Fourier Analysis

By Bolun Dai | Feb 19th 2021

The goal of this blog post is to discuss breifly what is Fourier transform and Fourier series, show the intuition behind them and talk about how to obtain them in real life.

Preliminaries

What Fourier series and Fourier transform both enable us to do is to represent functions as a sum of cosine and sine functions. We will see that we can treat cosine and sine functions of different frequencies as basis: the Fourier basis, and by projecting the original function onto this Fourier basis we can figure out how large a portion does a specific sine or cosine wave occupy in the original signal. We will see how we can do this on periodic (Fourier series) and non-periodic signals (Fourier transform).

Before going into the details, first let’s review inner products and its role in projections, then we will show that using a specific definition of inner products sine and cosine waves form an orthogonal basis. In the Euclidean space, the inner product can be seen as a measurement of how similar two vectors are. The inner product of two vectors in a Euclidean space can be calulated as

\[\langle\vec{a},\vec{b}\rangle = \|\vec{a}\|\|\vec{b}\|\cos\theta,\]

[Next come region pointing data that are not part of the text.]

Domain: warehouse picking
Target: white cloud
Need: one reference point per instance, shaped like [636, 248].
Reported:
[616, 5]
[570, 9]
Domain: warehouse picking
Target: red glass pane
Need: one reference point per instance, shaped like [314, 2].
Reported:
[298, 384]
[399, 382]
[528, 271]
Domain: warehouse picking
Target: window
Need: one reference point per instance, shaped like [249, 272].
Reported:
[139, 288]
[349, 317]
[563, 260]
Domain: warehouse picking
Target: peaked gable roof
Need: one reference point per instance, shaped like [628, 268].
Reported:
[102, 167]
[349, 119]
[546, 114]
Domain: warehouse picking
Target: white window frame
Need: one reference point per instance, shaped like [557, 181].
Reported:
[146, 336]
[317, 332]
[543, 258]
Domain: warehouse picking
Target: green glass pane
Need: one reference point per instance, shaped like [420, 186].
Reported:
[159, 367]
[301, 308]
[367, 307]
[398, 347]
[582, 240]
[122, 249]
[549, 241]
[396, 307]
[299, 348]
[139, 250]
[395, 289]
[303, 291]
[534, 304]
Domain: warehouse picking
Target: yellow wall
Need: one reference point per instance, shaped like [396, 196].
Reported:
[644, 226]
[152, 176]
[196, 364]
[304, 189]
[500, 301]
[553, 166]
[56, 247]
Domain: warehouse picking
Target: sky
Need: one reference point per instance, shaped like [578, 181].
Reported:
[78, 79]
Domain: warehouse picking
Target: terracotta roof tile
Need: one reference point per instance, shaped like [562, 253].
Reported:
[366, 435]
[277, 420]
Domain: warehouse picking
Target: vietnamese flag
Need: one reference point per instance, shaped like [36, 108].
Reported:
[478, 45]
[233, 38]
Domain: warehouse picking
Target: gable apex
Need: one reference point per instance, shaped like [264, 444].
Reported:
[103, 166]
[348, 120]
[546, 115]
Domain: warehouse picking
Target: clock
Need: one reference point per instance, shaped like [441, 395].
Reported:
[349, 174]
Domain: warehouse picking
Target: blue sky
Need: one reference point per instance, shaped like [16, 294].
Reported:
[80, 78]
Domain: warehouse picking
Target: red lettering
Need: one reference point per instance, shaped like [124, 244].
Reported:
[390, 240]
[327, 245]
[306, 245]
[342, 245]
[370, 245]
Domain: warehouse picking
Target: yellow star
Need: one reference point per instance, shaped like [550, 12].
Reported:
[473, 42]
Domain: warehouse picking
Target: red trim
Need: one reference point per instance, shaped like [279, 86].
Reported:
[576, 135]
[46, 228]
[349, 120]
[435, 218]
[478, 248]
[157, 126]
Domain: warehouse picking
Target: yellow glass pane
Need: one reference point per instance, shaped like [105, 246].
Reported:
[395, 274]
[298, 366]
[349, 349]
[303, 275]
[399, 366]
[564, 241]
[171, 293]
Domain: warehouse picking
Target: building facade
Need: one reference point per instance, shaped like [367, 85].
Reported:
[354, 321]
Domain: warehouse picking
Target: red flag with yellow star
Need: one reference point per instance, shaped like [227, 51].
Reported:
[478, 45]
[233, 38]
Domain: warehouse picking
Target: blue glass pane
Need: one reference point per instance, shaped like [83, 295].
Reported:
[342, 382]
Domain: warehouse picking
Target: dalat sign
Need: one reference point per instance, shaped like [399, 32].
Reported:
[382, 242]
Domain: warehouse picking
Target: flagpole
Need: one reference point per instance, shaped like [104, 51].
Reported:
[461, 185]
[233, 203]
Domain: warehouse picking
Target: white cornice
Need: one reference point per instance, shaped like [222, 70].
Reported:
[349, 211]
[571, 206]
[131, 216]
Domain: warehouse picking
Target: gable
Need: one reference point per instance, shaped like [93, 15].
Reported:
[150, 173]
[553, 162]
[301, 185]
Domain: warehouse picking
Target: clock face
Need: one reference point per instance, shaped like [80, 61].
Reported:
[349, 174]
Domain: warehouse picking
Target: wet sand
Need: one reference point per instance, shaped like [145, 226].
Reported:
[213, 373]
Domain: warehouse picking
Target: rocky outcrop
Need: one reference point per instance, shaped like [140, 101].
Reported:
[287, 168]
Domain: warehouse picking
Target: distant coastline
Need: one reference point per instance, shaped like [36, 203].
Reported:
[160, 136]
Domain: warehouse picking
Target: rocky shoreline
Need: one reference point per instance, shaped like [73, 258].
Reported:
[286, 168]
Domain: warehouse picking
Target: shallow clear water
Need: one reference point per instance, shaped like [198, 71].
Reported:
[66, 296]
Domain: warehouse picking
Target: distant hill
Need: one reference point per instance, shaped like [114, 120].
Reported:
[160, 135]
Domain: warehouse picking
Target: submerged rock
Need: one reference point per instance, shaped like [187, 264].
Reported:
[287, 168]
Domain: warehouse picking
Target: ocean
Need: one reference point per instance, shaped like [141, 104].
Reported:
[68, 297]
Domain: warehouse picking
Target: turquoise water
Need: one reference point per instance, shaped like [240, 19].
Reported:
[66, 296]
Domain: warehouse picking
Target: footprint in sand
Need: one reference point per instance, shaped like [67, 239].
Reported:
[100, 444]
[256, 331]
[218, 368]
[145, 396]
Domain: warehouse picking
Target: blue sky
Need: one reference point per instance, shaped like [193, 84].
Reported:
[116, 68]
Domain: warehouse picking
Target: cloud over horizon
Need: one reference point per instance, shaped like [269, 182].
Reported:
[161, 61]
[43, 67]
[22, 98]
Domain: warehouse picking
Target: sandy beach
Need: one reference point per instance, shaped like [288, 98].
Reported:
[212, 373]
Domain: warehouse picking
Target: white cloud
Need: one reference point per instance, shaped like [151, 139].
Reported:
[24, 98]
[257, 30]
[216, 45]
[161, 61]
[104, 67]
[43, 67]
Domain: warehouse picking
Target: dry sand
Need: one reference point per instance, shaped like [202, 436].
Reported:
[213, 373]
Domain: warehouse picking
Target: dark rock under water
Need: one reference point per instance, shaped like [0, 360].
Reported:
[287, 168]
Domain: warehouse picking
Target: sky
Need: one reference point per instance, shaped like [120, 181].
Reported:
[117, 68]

where \(\theta\) is the angle between \(\vec{a}\) and \(\vec{b}\). We can see if the two vectors are pointing in the same direction \(\cos\theta = 1\), if they are pointing in the opposite direction then \(\cos\theta = -1\). Thus, the more similar the two vectors, the larger the inner product, vice versa. If \(\vec{b}\) is a unit vector then \(\|\vec{a}\|\|\vec{b}\|\cos\theta\) is the magnitude of the projection vector of \(\vec{a}\) onto \(\vec{b}\). If we have two coordinate systems \(x, y\) and \(u, v\), for a vector in the \(x, y\) coordinate system it can be represented as

\[\vec{p} = (a, b) := a\frac{\vec{x}}{\|\vec{x}\|^2} + b\frac{\vec{y}}{\|\vec{y}\|^2}.\]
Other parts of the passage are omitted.